La surveillance vidéo est l'un des sujets qui ont le plus souvent allumé des discussions dans les assemblages en copropriété. La frontière entre la sécurité et la protection de la vie privée, en fait, n'est pas toujours perçue clairement. Mais sur un point, la jurisprudence est convenue: l'assemblage n'a pas le pouvoir d'imposer la suppression des caméras installées par une seule copropriété.

Caméras à copropriété: décide de l'assemblage

Depuis 2012, avec la réforme de la copropriété, le code civil a introduit l'article 1122-Ter, selon lequel l'assemblée peut délibérer l'installation d'un système de surveillance vidéo sur les parties communes avec une majorité (prévue à l'article 1136) égal à la moitié plus de celles qui représentent au moins 500 milliers.
Dans ce cas, nous parlons d'un système de « copropriété », qui doit se conformer aux règles établies par le garant de confidentialité: signes clairement visibles, limites dans les zones de reprise, temps de stockage des images.

Caméras privées: le droit de l'individu

La situation est très différente lorsqu'un seul copropriété décide d'installer une caméra pour protéger votre maison, votre garage ou votre parking. Ici, vous n'avez pas besoin d'autorisation d'assemblage: l'installation est légitime à condition que:

Il n'y a pas d'espaces de la propriété exclusive d'autres condominiums (fenêtres, terrasses, intérieurs);

Le cadre des pièces communes est limitée à ce qui est nécessaire pour protéger ses biens.

Sur ce point, la cassation, avec la phrase no. 71/2018, était très clair: une condominium peut installer une caméra orientée sur la porte d'entrée de sa propre maison, même s'il reprend l'atterrissage, à condition qu'il n'envahit pas la sphère privée des autres.

L'assemblage ne peut pas délibérer le retrait

Il est donc faux de penser que l'Assemblée peut « voter » et imposer la suppression d'une caméra privée. Une telle décision traverserait les compétences de l'organisme collégial, allant affecter un droit individuel.

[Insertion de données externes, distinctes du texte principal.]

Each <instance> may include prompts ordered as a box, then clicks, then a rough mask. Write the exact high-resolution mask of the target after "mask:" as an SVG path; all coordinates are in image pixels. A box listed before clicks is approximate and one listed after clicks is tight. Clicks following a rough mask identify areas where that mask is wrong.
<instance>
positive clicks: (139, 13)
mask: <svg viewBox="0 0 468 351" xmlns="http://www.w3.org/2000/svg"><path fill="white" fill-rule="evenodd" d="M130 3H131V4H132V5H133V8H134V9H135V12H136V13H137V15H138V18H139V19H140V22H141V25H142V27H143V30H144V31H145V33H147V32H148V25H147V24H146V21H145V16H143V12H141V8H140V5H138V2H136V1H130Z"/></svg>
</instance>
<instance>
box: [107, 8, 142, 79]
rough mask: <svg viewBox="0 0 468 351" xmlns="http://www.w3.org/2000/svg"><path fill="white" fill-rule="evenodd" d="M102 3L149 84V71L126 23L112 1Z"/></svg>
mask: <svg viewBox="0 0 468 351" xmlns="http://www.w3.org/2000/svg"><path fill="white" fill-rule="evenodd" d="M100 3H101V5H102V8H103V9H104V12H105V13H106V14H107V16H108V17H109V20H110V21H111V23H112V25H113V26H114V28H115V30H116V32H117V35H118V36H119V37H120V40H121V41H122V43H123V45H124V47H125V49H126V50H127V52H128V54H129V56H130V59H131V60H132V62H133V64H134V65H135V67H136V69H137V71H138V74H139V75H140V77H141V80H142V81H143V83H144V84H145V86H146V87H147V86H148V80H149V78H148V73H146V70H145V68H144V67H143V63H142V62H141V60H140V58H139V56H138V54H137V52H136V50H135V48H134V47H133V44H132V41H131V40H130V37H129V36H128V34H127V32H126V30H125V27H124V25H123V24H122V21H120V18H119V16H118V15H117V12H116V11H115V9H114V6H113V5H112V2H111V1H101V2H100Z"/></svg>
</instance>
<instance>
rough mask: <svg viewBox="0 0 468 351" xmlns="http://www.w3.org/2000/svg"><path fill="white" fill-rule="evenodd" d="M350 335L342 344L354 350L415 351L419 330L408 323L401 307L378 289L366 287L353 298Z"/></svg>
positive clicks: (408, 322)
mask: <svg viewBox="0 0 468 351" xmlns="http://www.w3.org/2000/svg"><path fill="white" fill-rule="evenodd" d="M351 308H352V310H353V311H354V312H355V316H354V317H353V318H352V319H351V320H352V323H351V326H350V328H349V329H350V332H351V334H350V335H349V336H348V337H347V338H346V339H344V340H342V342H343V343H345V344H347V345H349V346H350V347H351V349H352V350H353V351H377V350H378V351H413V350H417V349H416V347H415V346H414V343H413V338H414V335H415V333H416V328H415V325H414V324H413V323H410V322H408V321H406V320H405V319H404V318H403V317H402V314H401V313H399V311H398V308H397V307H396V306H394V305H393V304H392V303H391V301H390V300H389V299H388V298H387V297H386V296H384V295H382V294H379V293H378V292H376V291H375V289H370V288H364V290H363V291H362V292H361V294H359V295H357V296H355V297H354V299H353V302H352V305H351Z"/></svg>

La cassation criminelle (phrase n ° 34151/2017) a également exclu tout crime pour la copropriété qui installe des caméras pour protéger sa maison, même lorsque ceux-ci reprennent les zones communes. Par conséquent, l'assemblée ne peut pas ordonner le retrait, le cas échéant, les copropriétés qui se sentent endommagées peuvent contacter le juge ou le garant de la vie privée, démontrant l'illégitimité du tournage.

Confidentialité et limites à respecter

Cependant, il ne faut pas oublier que l'utilisation de caméras privées doit cependant se conformer à la législation sur les données personnelles.

Le garant de la vie privée (disposition 8 avril 2010 et les directives ultérieures) a établi que les caméras nationales ne doivent pas avoir des objectifs généralisés de vidéosurveillance sur les zones communes, mais doivent être victimes exclusivement de la protection des biens et des personnes.